In FY 2009, in response to the President’s call to secure our nation’s cyber infrastructure, the White House Office of Science and Technology Policy (OSTP) and the NITRD Program Senior Steering Group (SSG) for Cybersecurity R&D developed the Leap-Ahead Initiative with the goal of developing a national cybersecurity leap-ahead R&D agenda. We began by asking the technical community to propose plausible changes to the current cybersecurity landscape. Some 238 responses were submitted via three Requests for Inputs. Our synthesis of all the ideas presented led us to identify five categories that demonstrate game-changing potential:
- Digital Provenance → basing trust decisions on verified assertions
- Moving-target Defense → attacks only work once if at all
- Hardware-enabled Trust → knowing when we’ve been had
- Health-inspired Network Defense → move from forensics to real-time diagnosis
- Cyber Economics → crime doesn’t pay
For those interested, all non-proprietary inputs submitted to the National Cyber Leap Year via the RFI process can be accessed by downloading this portfolio file: NCLY_Submissions_Public.pdf.

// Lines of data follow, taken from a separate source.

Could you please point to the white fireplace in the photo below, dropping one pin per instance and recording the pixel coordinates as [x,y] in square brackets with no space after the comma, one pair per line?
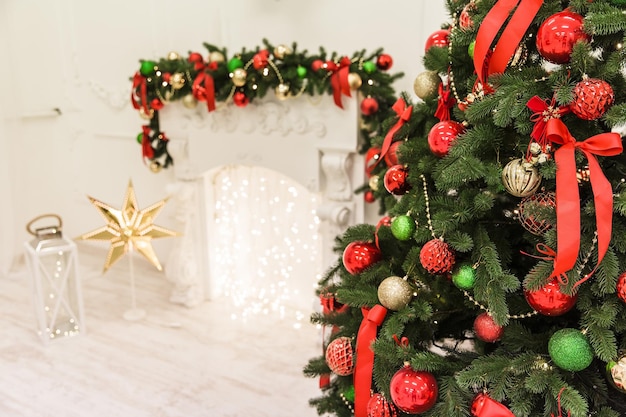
[264,246]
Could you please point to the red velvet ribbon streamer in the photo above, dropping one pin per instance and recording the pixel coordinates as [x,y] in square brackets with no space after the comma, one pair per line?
[372,319]
[567,196]
[445,102]
[488,61]
[339,80]
[139,82]
[203,89]
[404,114]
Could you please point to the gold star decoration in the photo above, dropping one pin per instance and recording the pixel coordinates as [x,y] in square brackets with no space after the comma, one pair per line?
[129,228]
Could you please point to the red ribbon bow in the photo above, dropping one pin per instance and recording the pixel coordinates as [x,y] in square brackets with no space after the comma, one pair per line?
[372,318]
[567,196]
[339,79]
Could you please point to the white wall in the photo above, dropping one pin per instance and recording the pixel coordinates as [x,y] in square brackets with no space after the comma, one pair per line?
[77,56]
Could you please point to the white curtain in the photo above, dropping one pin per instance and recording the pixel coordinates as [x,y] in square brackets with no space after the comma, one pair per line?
[264,243]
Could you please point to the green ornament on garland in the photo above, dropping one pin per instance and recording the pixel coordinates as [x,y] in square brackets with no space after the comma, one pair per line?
[147,68]
[570,350]
[403,227]
[234,63]
[464,277]
[369,67]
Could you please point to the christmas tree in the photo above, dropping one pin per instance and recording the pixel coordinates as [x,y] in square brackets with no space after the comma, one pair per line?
[494,283]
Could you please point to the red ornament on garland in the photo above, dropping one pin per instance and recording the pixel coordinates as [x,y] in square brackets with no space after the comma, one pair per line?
[412,391]
[395,180]
[440,38]
[384,62]
[340,356]
[369,106]
[442,135]
[437,257]
[558,34]
[549,300]
[358,256]
[592,98]
[378,406]
[486,329]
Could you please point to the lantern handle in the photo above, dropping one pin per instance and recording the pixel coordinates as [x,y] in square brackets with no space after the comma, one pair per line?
[29,228]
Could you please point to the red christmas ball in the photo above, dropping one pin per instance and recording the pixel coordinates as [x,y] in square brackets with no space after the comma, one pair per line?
[339,356]
[395,180]
[558,34]
[384,62]
[240,99]
[592,98]
[358,256]
[369,106]
[378,406]
[621,287]
[549,300]
[412,391]
[486,329]
[439,38]
[391,157]
[442,135]
[437,257]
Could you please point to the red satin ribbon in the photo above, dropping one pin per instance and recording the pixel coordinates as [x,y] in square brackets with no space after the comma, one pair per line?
[372,319]
[203,89]
[404,114]
[445,102]
[488,61]
[567,196]
[339,80]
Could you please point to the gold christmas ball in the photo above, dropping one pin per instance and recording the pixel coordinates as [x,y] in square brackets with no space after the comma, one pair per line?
[282,91]
[521,179]
[395,293]
[280,51]
[426,84]
[354,81]
[239,76]
[173,56]
[177,80]
[190,101]
[216,56]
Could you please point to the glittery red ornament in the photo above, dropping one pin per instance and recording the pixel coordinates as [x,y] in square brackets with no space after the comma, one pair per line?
[412,391]
[384,62]
[486,329]
[339,356]
[378,406]
[395,180]
[442,136]
[621,287]
[439,38]
[549,300]
[437,257]
[240,99]
[592,98]
[358,256]
[558,34]
[369,106]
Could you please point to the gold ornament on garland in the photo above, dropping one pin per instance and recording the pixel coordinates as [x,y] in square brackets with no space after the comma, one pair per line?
[129,228]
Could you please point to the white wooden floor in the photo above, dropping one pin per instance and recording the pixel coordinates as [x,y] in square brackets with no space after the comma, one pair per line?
[176,362]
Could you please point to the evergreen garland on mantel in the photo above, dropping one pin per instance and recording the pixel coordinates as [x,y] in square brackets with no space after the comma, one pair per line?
[219,78]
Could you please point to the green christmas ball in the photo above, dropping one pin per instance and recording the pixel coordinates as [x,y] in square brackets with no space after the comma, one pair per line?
[369,67]
[234,63]
[403,227]
[570,350]
[464,277]
[147,68]
[301,71]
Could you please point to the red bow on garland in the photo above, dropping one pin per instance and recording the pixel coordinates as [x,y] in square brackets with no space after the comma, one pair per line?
[567,196]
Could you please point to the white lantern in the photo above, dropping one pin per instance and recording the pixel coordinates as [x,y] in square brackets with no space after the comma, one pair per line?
[53,263]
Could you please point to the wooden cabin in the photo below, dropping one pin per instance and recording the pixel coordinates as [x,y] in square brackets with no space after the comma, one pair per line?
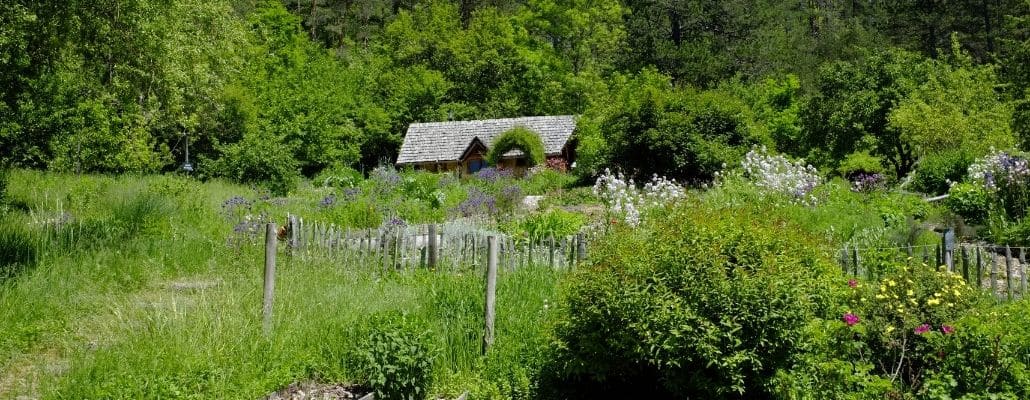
[462,145]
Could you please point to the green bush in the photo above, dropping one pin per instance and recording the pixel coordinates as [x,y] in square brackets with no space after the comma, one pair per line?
[139,213]
[969,201]
[688,305]
[398,362]
[518,138]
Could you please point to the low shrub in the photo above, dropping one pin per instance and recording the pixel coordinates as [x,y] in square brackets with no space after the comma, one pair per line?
[688,305]
[398,361]
[899,337]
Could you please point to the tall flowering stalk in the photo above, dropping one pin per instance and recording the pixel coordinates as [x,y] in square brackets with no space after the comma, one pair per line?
[624,200]
[776,173]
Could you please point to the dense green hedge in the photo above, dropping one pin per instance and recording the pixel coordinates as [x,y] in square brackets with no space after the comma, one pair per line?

National Cyber Leap Year Background: NCLY Background Presentation
National Cyber Leap Year Summit
The five categories were explored at the NCLY Summit held in August 17-19, 2009, in Arlington, Virginia. Invited Summit participants examined the forces of progress and inertia and recommended the most productive ways to induce the new games to materialize over the next decade. The Summit’s outcomes are provided as input to the Administration’s cybersecurity R&D agenda and as strategies for public-private actions to secure the Nation’s digital future.